Vila compartió seleccionados juveniles de la URS con otros buenos jugadores surgidos acá como Nicolás Jurado (hoy en UE Santboiana, de España), Mateo Bast (en Zarautz, de España), Ignacio Ficcadenti, Manuel Santos, Nicolás Burgos y Martín Marbella, entre otros.

“El año que podía llegar a encontrarme con alguno fue con Naco Ficcadenti y Agus Veroli. Pero cuando ellos estuvieron jugando Serie A yo estaba en Serie B. Nosotros ascendimos la temporada pasada y la actual es la primera del club en Serie A”, explicó.

Alberto Sgarbi, un crack de Italia con quien Bautista compartió equipo.

En cambio, tuvo el privilegio de jugar o entrenar con algunos cracks que pasaron por el rugby italiano.

“En el Villorba compartí cancha con Alberto Sgarbi, un ex centro internacional con Italia, hace seis o siete años más o menos. Creo que fue el jugador de más alto nivel con el que tuve la suerte de compartir. Se notaba su experiencia de haber jugado a altísimos niveles. Como cuando el Bere (Bernardo Stortoni) volvió a Bahía... Jugadores que tienen otra velocidad en la cabeza y en la forma de moverse. Y cuando entrené dos equipos femeninos mientras estuve acá, tuve la suerte de compartir equipo con Paul Griffen, internacional con Italia a principios del 2.000 (ex medio scrum neocelandés que jugó para Italia). Lo veía por la tele y me acordaba de su look particular. Estar al lado fue bastante loco”, dijo.

El excéntrico Paul Griffen entrenó con Vila.

"Carrera" con La Tota

Un objetivo pendiente para Bautista es volver a jugar algunos partidos con la Primera de Argentino.

“Un poco de nostalgia siempre hay. Me fui joven y no jugué en el club todo lo que me hubiera gustado en Primera. Mis amigos siguen allá y varios siguen jugando. Queda la espina de haberme quedado unos años más, pero es el camino que elegí y no me arrepiento. Sí me gustaría, en algún momento, poder tomarme seis meses o tres y volver a ponerme la del club, para volver a tener la camiseta con la que crecí y la que me acompañará toda la vida”, afirmó.

Producción del año 2002 con los Vila para La Nueva Provincia: desde la izquierda, Lucas, Tomás y Guillermo. Al medio, Bautista.

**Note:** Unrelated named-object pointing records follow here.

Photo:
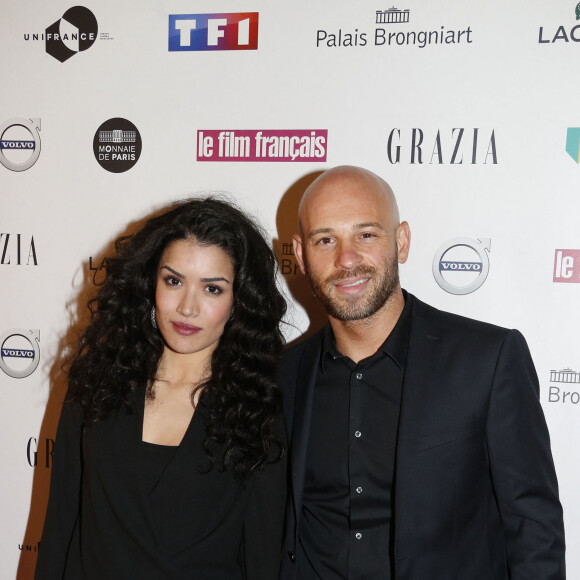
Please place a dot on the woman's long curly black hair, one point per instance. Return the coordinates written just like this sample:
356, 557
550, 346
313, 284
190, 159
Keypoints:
119, 351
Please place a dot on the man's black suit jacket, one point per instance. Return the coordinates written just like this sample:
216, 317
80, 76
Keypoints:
476, 495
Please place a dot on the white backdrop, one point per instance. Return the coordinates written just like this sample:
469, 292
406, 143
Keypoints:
505, 73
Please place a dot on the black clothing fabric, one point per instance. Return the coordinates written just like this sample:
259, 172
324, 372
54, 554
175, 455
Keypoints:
476, 494
346, 510
119, 508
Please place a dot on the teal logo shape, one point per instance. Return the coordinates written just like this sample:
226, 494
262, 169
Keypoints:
573, 143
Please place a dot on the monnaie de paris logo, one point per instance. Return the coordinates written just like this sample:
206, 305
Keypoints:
461, 265
19, 352
19, 143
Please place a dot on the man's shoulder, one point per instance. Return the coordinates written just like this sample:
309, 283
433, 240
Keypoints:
448, 322
296, 349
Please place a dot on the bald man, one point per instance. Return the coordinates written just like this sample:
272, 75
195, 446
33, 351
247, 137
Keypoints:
418, 446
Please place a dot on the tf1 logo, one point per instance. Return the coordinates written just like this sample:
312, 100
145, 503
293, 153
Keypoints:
567, 266
235, 31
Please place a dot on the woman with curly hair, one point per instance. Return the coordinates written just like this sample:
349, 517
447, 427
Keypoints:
169, 453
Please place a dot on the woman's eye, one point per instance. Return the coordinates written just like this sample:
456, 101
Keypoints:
212, 289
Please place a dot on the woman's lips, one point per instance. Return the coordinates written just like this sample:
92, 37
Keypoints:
185, 329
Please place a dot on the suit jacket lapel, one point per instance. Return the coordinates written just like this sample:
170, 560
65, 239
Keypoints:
419, 387
306, 380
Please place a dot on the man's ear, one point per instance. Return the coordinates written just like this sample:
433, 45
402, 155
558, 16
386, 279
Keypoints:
299, 251
403, 237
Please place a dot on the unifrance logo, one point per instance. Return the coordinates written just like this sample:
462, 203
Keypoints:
461, 265
274, 145
117, 145
566, 268
75, 32
19, 143
19, 352
573, 143
562, 32
220, 31
387, 33
568, 389
456, 146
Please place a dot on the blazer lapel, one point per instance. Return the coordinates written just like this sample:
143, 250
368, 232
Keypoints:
305, 382
419, 386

“Iba a ser el último Vila en actividad, pero sigue la competencia con la Tota (Lucas). Estos últimos años dice que deja pero siempre termina volviendo… Que la Preinter, que la Inter, que falta gente y lo llaman para el banco de Primera… Es bastante más terco que yo para dejar de jugar, je. Todavía tengo competencia con el apellido. Me quedaron ganas de poder compartir cancha con Guillermo. Siempre dije que pudimos compartir cancha inclusive los cuatro a la vez en el seleccionado URS, pero nunca pude compartir la cancha con todos mis hermanos con la camiseta del club. Sí con Tomás, con Lucas... Me faltó con Guillermo. Hoy él está como head coach del M23 de Alcobendas (España), retirado como jugador. Pudimos jugar en seven pero nos quedó pendiente en XV”, afirmó.

Jugó rugby league

Una de las particularidades que vivió Bautista en Italia fue probarse en una modalidad del rugby llamada "league" (13 en cancha por equipo), que tiene otras reglas y se practica en regiones puntuales del mundo.

En esa modalidad Vila disputó tres test matches con la selección italiana, en un clasificatorio para la Copa del Mundo 2020.

“Fue medio de rebote. Mi entrenador en Fogliano fue un ex jugador de Italia M20 y tuvo exrperiencia en rugby league. Hoy el seleccionado de Italia en esta modalidad está conformado en un 90 o 95 por ciento por chicos australianos, de abuelos italianos. Pero en un momento empezaron a formar y formantar jugadores locales. Ahí me sumaron. Hicimos seis o siete concentraciones. Tuve algunos partidos, inclusive uno para la clasificación al Mundial de Rugby League de 2020”, recordó.

“Como me tocó ser parte de ese grupo que compartió los partidos de clasificación, en un momento quedé en una lista de quince jugadores para el Mundial, junto con los australianos que eran el núcleo del equipo. Pero no pasé el último corte. Fue una linda anécdota, lo viví con mucha ilusión. Hoy conservo mi camiseta de recuerdo”, concluyó.